Diagnosis & Management of Deep Neck Infections

Physicians in the pre-antibiotic era were well versed in the recognition and treatment of deep neck infections. Today, although not as frequent as years past, all primary physicians should have an understanding of the initial diagnosis. These are very serious infections with frequent life threatening complications that may follow inadequate treatment.

The muscles, vessels and visceral structures of the neck are encased in connective tissue. Fascial spaces are potential areas between the connective tissues. When abscess formation occurs, spread will be in these fascial spaces and places of least resistance. The neck is divided into multiple potential spaces. The prevertebral and retropharyngeal spaces are posterior separated by the alar fascia. The lateral pharyngeal space is cone shaped from the hyoid to skull base. The submandibular space is comprised of the sublingual and submaxillary components separated by the mylohyoid muscle. The visceral space lies adjacent to the esophagus and trachea.

Pain and limitation of jaw and neck motion are present in all deep neck infections. Diffuse swelling and sometimes pitting edema are present except in those of the prevertebral space. Fluctuance of neck is almost never noted due to deep location of the abscess. Fever is usually sustained well above normal in untreated cases. Antibiotics can reduce it but rarely bring it to normal. An intense leukocytosis with a left shift will be present. Dehydration, hyperosmolarity from the severe dysphagia is often present.

Types & Symptoms:

Infections of the prevertebral or retropharyngeal space are often characterized by noisy breathing, “hot potato” voice, dysphagia and odynophagia. Boggy, inflamed mucosa is noted on oropharyngeal exam. Abscess formation in the retropharyngeal space tends to lie slightly to the side because of the midline raphe. Prevertebral abscesses are midline. Both types of abscesses are well demonstrated on lateral soft tissue neck x-ray or CT scan. A widening of the prevertebral retropharyngeal soft tissue may be noted.

Infection in the lateral pharyngeal space causes medial displacement of the lateral pharyngeal wall and fullness in the retromandibular region. Trismus secondary to involvement of the mastication muscles may be present. Dysphagia is also present.

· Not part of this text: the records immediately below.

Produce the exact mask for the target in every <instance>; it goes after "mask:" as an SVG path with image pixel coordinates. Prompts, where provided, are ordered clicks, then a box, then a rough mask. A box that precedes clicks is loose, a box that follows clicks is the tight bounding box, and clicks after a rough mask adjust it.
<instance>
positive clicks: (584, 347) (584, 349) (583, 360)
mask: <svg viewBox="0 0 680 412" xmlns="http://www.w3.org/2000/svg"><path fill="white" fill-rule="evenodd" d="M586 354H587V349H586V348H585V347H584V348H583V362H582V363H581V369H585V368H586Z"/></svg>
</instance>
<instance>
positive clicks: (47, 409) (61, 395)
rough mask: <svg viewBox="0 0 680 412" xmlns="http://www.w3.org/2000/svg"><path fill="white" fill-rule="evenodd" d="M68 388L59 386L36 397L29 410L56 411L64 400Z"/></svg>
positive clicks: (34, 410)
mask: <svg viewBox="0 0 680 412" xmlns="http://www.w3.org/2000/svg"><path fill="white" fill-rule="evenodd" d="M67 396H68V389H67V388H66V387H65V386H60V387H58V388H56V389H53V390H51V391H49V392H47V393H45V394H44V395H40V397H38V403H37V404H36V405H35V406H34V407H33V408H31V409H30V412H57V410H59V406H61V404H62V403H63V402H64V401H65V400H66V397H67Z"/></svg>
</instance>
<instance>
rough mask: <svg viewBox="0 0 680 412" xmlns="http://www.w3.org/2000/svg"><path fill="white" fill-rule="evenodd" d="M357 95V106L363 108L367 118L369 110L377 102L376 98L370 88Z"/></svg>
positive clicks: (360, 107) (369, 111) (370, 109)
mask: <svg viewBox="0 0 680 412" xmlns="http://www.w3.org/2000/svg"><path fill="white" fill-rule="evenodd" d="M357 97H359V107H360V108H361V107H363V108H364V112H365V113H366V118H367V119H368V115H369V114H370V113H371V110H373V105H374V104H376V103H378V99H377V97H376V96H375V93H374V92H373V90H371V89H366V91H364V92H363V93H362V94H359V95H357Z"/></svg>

Submandibular space infections involving sublingual area begin with dysphagia, hot potato voice and decreased tongue mobility. Floor of mouth mucosa is inflamed and edematous. Swelling above the mylohyoid muscle sling causes tongue retrusion sometimes with airway compromise. Submental infection tend to localize more externally unless the infection breaks through mylohyoid or goes around it’s edge. A high degree of tissue tension in a relatively confined space can rapidly increase dysphagia and respiratory compromise to produce a full-fledged Ludwig’s angina.

The bacteria causing these infections are most often staphylococcus aureus, hemolytic streptococcus, and anaerobic streptococci and Bacteroides species. In over 50% of reported cases, no specific source of infection is found. The extension of infections from primary focus into deep fascial space is usually secondary to suppuration of lymph nodes and deep lymphatic spread.

Treatment involves hospitalization for evaluation with CT scans, intense broad spectrum IV antibiotics and management of fluid deficits. Only 10-15% of patients with deep neck infections will resolve with medical management alone and failure to improve after 24 hours should be indication for drainage. A referral to a surgeon knowledgeable in the anatomy of the neck is required for possible incision and drainage.

Treatment must be done quickly to facilitate resolution and avoid lifethreatening complications!!